Full parking at level five Walker Drive Deck. Photo by Ashley Brehm

Beverly Martin, manager of parking and transportation services, said, “There have been some issues in certain areas on campus, especially in lot 52 (resident/commuter), lot 16 (F/S), visitor lot 15, 20, & 31.” Also due to the construction of the Cottrell Center, 119 parking spots were lost. For commuters, the shuttle is now also running to Lot 64, near the baseball and soccer fields, to provide additional ways to park and get to campus.

Along with students, professors are feeling the impact. Jiyoung Daniel, an associate professor of Korean, has noticed this increase with some of her classes. She says, “I have so many students even in my [KREN] 2001 and 2002 linked courses.” Daniel said the enrollment for this class usually caps out around 20 people, but 27 are enrolled this semester. The Korean language program has also had to add an additional elementary level class, and a new professor due to the increased demand.

Full parking at level four Walker Drive Deck. Photo by Ashley Brehm

Treva Smith, the director of residence life, said the campus housing is about 97% full.

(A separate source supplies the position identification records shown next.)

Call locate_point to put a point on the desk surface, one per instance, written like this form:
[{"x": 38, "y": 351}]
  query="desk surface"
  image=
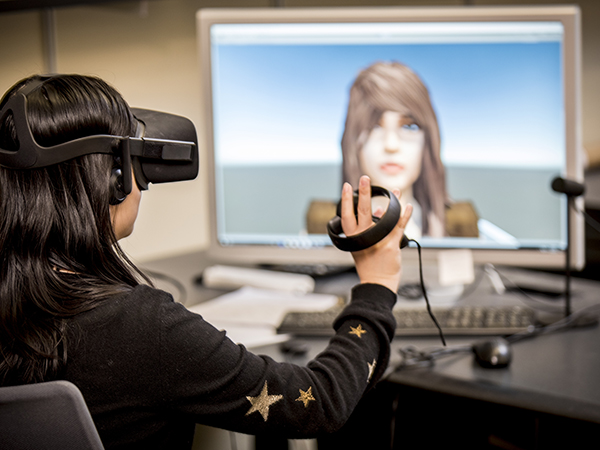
[{"x": 555, "y": 373}]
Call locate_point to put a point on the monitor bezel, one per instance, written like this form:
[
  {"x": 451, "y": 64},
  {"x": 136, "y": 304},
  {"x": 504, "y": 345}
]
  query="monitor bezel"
[{"x": 568, "y": 15}]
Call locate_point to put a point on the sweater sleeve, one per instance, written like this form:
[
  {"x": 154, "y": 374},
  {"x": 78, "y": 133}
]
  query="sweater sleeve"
[{"x": 203, "y": 374}]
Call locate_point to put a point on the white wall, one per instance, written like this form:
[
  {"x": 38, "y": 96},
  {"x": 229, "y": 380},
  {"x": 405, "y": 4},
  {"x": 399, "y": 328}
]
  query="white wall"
[{"x": 147, "y": 50}]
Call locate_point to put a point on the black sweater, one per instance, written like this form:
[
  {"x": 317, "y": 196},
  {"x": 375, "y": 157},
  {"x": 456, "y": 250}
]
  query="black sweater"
[{"x": 149, "y": 369}]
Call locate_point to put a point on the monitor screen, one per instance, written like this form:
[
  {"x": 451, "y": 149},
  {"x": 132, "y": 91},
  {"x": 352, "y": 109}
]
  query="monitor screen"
[{"x": 471, "y": 112}]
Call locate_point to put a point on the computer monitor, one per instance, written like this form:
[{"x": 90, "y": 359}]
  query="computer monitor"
[{"x": 504, "y": 89}]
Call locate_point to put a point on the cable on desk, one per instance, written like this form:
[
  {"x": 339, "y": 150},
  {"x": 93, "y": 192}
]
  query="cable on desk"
[
  {"x": 584, "y": 317},
  {"x": 413, "y": 357},
  {"x": 533, "y": 302}
]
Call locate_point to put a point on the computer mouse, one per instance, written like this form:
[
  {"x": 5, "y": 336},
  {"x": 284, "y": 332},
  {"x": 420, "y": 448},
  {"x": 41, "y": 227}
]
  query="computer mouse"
[{"x": 493, "y": 353}]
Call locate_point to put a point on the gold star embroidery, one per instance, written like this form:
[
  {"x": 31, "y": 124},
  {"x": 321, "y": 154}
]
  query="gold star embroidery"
[
  {"x": 371, "y": 370},
  {"x": 358, "y": 330},
  {"x": 305, "y": 397},
  {"x": 263, "y": 402}
]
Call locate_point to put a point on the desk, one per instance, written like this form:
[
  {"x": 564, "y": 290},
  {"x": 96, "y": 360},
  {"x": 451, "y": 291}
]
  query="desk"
[{"x": 550, "y": 394}]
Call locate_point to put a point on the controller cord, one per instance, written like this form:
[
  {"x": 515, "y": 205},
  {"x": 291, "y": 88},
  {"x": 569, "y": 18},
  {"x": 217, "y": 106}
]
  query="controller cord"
[{"x": 425, "y": 294}]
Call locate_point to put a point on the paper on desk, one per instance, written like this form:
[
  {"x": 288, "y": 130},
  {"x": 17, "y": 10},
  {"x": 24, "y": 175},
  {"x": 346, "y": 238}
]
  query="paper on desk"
[{"x": 251, "y": 316}]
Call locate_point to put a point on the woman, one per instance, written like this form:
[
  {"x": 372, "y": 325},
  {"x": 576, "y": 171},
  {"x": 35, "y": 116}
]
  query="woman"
[
  {"x": 72, "y": 306},
  {"x": 392, "y": 135}
]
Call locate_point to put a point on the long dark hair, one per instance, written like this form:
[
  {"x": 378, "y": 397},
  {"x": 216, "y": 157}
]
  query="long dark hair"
[
  {"x": 392, "y": 86},
  {"x": 60, "y": 256}
]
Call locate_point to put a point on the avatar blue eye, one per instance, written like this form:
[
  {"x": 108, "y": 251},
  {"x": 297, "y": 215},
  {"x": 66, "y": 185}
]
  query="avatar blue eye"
[{"x": 411, "y": 127}]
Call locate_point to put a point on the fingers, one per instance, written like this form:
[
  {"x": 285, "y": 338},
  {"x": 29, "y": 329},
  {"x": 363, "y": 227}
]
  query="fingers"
[
  {"x": 351, "y": 223},
  {"x": 365, "y": 219},
  {"x": 348, "y": 220}
]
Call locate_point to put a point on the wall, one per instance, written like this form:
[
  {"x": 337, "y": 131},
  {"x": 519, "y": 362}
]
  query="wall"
[{"x": 147, "y": 50}]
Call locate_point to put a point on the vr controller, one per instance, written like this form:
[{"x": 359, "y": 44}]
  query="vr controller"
[
  {"x": 164, "y": 149},
  {"x": 371, "y": 236}
]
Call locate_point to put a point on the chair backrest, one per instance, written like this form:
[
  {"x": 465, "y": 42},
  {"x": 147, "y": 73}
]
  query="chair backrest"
[{"x": 51, "y": 416}]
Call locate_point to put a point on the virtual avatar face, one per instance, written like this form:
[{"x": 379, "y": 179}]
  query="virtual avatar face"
[{"x": 391, "y": 157}]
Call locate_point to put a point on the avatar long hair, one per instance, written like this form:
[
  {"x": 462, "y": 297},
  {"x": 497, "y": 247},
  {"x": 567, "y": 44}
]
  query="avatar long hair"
[
  {"x": 59, "y": 252},
  {"x": 391, "y": 86}
]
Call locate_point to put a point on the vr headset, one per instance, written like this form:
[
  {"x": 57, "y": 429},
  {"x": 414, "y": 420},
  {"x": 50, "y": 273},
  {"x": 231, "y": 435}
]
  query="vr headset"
[{"x": 164, "y": 149}]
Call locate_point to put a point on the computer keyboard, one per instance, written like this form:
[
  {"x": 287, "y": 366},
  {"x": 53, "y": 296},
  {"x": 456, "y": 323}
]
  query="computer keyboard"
[{"x": 457, "y": 320}]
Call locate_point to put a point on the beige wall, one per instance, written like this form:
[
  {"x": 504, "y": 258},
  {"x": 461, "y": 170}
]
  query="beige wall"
[{"x": 147, "y": 50}]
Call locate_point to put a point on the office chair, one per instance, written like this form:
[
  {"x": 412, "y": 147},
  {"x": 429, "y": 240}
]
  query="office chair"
[{"x": 50, "y": 416}]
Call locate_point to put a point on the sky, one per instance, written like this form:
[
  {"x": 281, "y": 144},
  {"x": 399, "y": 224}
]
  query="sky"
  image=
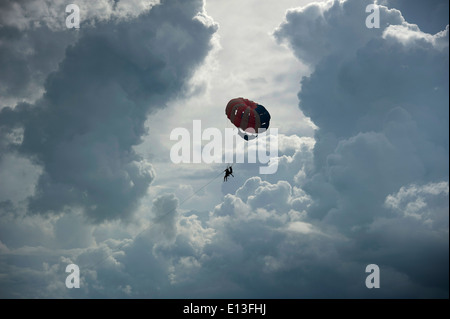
[{"x": 87, "y": 178}]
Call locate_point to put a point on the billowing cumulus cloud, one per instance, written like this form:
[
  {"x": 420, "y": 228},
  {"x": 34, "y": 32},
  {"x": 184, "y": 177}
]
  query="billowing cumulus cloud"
[
  {"x": 82, "y": 131},
  {"x": 371, "y": 187},
  {"x": 380, "y": 100}
]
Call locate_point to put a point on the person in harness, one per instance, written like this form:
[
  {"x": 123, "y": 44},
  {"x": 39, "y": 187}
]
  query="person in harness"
[{"x": 228, "y": 172}]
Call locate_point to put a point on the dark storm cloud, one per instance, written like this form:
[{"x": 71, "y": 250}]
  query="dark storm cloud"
[
  {"x": 82, "y": 131},
  {"x": 431, "y": 16}
]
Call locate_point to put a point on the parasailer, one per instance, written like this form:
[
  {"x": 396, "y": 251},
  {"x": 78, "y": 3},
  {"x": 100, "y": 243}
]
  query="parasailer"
[{"x": 249, "y": 117}]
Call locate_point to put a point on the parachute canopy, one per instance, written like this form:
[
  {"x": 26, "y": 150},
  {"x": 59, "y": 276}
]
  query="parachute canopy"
[{"x": 247, "y": 116}]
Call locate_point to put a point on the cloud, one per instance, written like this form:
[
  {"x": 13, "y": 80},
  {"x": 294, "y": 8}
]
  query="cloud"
[
  {"x": 82, "y": 131},
  {"x": 380, "y": 100},
  {"x": 372, "y": 187}
]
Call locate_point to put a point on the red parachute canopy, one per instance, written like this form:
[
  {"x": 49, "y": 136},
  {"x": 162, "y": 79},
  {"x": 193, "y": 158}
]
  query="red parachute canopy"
[{"x": 247, "y": 115}]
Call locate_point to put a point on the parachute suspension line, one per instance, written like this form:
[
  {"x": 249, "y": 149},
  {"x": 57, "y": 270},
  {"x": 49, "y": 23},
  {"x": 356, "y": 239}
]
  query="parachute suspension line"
[{"x": 142, "y": 231}]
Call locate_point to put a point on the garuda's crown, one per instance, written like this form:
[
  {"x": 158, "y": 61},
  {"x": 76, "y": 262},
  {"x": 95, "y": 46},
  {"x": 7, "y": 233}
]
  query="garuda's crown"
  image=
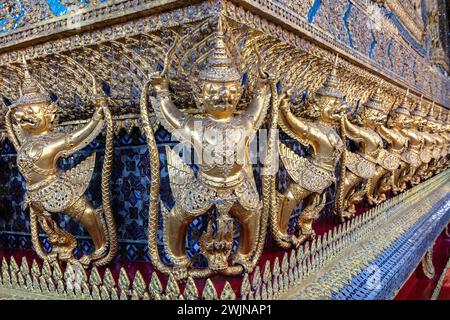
[
  {"x": 418, "y": 109},
  {"x": 375, "y": 102},
  {"x": 430, "y": 116},
  {"x": 330, "y": 88},
  {"x": 31, "y": 92},
  {"x": 403, "y": 107},
  {"x": 220, "y": 68}
]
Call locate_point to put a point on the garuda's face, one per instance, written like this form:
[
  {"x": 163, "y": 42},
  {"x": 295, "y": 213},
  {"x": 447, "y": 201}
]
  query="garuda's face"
[
  {"x": 330, "y": 108},
  {"x": 220, "y": 99},
  {"x": 373, "y": 117},
  {"x": 32, "y": 118},
  {"x": 430, "y": 126},
  {"x": 418, "y": 121},
  {"x": 399, "y": 120}
]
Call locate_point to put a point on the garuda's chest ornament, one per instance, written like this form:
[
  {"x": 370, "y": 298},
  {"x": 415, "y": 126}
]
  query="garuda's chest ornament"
[
  {"x": 224, "y": 181},
  {"x": 51, "y": 191},
  {"x": 312, "y": 175},
  {"x": 361, "y": 171}
]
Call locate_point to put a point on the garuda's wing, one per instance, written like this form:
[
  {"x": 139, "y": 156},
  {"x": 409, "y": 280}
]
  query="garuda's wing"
[
  {"x": 180, "y": 174},
  {"x": 67, "y": 188},
  {"x": 303, "y": 172},
  {"x": 80, "y": 176}
]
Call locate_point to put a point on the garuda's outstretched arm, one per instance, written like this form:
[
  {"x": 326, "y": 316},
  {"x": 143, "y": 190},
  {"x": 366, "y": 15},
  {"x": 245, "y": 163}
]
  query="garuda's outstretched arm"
[
  {"x": 81, "y": 137},
  {"x": 15, "y": 140},
  {"x": 353, "y": 131},
  {"x": 385, "y": 134},
  {"x": 295, "y": 126},
  {"x": 257, "y": 109}
]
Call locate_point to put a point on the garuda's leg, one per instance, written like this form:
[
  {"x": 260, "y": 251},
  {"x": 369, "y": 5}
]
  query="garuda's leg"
[
  {"x": 420, "y": 174},
  {"x": 407, "y": 176},
  {"x": 313, "y": 205},
  {"x": 249, "y": 223},
  {"x": 90, "y": 218},
  {"x": 62, "y": 242},
  {"x": 346, "y": 197},
  {"x": 288, "y": 201},
  {"x": 373, "y": 186},
  {"x": 176, "y": 223},
  {"x": 396, "y": 187}
]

She said this has made Dahlonega feel a little tighter in terms of lines, housing and the amount of people on campus. Residence Life “works to flex with the demand of students.” This includes adding more civilian housing in places like Patriot Hall as on-campus accommodation demand goes up.

She has also seen issues with rental spaces across Dahlonega. Smith said, “More families are buying up rental property leaving students with less renting options.”

The number of non-cadet students living in on campus housing is around 2,086 while the total of on campus residents is 2,692.

Final enrollment numbers have not been publicly released yet, but are expected in mid-October.